Dh2bn fund also plans to make Dh22m available through bank guarantees this quarter
Mohammed Bin Rashid Innovation Fund to offer loans for the first time
A Dh2 billion government-backed fund to support start-ups in the UAE will begin offering direct, Sharia-compliant loans to recipients from this year, as it looks to bridge a gap in bank financing to entrepreneurs.
The Mohammed Bin Rashid Innovation Fund (MBRIF), an initiative of the UAE’s Ministry of Finance that is operated by Emirates Development Bank, issues bank guarantees to help finance entrepreneurs in the creative sector, but it does not currently offer start-up loans.
“Things were slow last year [when it came to making awards through the fund],” EDB chief executive Haitham Kamhiyah told reporters in Dubai. “Banks find it risky to lend to SMEs on their own, so we want to move things along.
“We are reviewing our business plan and products for 2018 and are introducing a sharia-compliant loan from this year. We are hopeful that 2018 will be a very successful year."
The fund's committee has yet to agree how much of the fund’s total Dh2bn capacity it will contribute to through direct loans. Mr Kamhiyah told The National that EDB will aim to finalise that detail at its next board meeting in March.

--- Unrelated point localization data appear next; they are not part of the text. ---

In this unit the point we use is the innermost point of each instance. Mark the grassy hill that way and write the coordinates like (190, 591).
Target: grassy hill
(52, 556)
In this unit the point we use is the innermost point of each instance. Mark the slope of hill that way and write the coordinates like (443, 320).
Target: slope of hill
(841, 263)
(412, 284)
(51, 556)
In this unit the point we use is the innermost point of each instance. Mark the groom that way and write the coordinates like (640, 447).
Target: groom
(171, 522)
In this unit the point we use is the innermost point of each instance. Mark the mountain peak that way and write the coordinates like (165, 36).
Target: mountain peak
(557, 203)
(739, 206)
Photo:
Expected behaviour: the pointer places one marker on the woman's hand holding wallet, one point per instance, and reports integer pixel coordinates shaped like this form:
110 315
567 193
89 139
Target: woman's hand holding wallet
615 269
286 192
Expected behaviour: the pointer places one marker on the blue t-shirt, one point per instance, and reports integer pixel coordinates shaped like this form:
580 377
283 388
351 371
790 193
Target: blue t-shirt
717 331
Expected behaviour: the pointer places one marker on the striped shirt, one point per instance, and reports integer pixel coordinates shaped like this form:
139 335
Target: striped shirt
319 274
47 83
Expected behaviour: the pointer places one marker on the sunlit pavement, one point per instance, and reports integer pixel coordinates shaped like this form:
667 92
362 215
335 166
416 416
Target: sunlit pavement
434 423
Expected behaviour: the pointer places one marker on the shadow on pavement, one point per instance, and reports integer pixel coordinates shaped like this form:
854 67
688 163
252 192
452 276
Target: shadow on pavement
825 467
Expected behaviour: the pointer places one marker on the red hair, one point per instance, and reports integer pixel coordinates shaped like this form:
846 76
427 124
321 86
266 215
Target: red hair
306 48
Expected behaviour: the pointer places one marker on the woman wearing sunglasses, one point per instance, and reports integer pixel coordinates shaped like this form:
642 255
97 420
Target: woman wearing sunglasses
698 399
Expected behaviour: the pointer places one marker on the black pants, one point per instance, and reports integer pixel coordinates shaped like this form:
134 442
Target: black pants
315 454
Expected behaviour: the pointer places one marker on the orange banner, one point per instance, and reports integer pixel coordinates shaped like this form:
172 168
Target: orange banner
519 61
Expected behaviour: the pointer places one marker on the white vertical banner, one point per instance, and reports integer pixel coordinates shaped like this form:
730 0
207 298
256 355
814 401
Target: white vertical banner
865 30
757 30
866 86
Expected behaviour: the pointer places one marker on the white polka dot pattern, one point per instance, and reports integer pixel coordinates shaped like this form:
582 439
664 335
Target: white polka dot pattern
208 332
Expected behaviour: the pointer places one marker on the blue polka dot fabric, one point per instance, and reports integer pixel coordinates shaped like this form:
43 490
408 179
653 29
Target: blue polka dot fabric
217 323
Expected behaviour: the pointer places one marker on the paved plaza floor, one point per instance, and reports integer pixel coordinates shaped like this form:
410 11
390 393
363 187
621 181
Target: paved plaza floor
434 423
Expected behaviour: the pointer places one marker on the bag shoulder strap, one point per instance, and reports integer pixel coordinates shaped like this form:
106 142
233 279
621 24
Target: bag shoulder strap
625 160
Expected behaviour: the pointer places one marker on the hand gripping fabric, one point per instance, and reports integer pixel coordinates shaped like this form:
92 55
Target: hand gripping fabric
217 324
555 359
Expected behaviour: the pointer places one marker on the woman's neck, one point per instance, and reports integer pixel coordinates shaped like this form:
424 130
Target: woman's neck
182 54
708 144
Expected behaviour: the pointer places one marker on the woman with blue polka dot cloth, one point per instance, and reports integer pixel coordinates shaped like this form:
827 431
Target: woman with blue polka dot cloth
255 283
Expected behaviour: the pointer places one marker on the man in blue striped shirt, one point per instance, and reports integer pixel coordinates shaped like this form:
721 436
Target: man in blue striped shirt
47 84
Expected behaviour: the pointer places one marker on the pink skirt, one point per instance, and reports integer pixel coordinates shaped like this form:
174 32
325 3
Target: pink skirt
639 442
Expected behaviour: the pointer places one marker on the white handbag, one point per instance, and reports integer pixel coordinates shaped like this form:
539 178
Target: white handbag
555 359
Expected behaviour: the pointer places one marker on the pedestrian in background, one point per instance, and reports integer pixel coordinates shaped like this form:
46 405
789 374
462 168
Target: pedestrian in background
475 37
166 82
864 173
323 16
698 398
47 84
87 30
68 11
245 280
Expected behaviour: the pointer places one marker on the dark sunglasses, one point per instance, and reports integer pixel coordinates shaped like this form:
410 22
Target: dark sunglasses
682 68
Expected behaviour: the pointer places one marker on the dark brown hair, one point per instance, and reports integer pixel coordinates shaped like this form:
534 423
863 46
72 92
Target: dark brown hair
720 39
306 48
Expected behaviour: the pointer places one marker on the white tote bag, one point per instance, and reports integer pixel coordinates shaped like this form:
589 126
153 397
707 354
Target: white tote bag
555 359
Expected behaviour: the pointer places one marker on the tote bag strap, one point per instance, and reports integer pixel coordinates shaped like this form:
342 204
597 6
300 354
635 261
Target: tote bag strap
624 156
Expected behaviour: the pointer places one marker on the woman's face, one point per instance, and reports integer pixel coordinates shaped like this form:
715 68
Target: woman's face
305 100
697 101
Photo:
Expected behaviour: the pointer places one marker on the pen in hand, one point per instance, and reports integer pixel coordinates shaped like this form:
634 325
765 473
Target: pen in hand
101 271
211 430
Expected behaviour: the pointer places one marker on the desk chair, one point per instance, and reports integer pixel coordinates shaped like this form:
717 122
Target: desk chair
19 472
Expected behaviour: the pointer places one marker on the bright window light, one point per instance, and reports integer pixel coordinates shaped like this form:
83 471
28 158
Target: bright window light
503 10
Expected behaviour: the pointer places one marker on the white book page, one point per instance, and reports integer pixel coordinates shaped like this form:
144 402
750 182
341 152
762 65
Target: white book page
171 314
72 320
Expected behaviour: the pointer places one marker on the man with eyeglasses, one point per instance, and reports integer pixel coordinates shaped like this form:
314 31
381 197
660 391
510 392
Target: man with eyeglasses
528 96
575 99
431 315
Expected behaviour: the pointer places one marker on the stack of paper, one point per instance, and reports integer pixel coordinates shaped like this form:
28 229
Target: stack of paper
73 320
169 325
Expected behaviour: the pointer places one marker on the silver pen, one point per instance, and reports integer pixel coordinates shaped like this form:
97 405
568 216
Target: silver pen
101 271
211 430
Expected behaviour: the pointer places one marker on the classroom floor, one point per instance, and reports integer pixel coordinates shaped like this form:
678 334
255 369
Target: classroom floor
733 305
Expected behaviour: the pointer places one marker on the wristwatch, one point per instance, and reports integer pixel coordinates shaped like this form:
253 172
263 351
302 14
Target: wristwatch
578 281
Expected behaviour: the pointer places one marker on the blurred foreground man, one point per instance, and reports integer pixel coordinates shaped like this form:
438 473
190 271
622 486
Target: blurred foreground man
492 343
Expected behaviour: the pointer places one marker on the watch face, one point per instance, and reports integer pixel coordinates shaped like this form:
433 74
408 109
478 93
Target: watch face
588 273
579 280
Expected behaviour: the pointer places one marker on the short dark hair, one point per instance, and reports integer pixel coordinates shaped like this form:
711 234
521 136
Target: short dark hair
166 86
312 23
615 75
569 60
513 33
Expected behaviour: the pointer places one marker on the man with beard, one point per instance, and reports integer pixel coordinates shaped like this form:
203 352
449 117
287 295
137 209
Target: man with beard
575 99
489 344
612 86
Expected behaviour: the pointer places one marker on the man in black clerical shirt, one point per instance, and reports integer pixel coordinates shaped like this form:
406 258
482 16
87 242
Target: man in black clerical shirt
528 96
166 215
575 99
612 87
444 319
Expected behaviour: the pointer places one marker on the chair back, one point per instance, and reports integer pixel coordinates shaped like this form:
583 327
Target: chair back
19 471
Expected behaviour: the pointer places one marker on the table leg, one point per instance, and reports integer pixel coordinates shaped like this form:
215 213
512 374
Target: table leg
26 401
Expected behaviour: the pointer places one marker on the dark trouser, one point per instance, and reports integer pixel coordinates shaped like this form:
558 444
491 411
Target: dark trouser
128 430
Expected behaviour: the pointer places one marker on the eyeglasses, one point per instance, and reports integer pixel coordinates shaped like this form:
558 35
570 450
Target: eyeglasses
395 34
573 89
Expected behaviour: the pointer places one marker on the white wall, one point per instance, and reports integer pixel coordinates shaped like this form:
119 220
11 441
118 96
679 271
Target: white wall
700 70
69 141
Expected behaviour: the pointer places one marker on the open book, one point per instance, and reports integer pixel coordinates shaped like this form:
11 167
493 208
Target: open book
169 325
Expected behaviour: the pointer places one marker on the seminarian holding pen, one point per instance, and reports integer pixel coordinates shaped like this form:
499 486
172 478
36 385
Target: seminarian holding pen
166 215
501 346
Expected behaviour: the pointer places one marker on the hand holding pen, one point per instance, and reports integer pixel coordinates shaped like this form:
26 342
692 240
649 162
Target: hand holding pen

The UAE wants the contribution of the SME sector to reach 70 per cent by 2021 to help fuel the country’s non-oil GDP growth through a more diversified economy. But SMEs have been hit hard by the country’s economic slowdown in the past two years, as banks consider it increasingly risky to lend to less established operations.
The UAE Central Bank is devising initiatives to help SMEs gain extra access to financing at more accessible rates, together with revised rules and operating procedures for banks dealing with SMEs.
Under plans discussed at a committee meeting on Monday, EDB will offer loans of up to seven years to MBRIF participants, at interest rates ranging between 7-9 per cent.
This is almost half the typical 12-14 per cent market rates offered by commercial banks to SMEs at present, according to Mr Kamhiyah.
MBRIF launched in 2016 but began operations at the beginning of last year. It has supported three start-up projects to date, totalling around Dh15 million, through bank guarantees with the UAE’s Rakbank.
Its first disbursement in October was to InternsME.com, an online portal connecting students and recent graduates to employers across the Middle East.
MBRIF is open to companies that are already operational and beyond the “ideation”, or concept stage, both globally and in the UAE – provided they have a base in the country.
They also must operate within industry sectors prioritised in the UAE’s National Innovation Strategy, including renewable and clean energy, transportation, education, technology, healthcare, space and water. The fund will also consider other companies that contribute to the UAE’s social and economic progress.
The fund’s committee has identified around Dh22m of projects that it hopes to finance in the next 2-3 months through the existing bank guarantee scheme, Mr Kamhiyah told reporters.
It is also in talks with “up to 10” financial institutions other than Rakbank with a view to growing its roster of participating banks and furthering support for start-ups.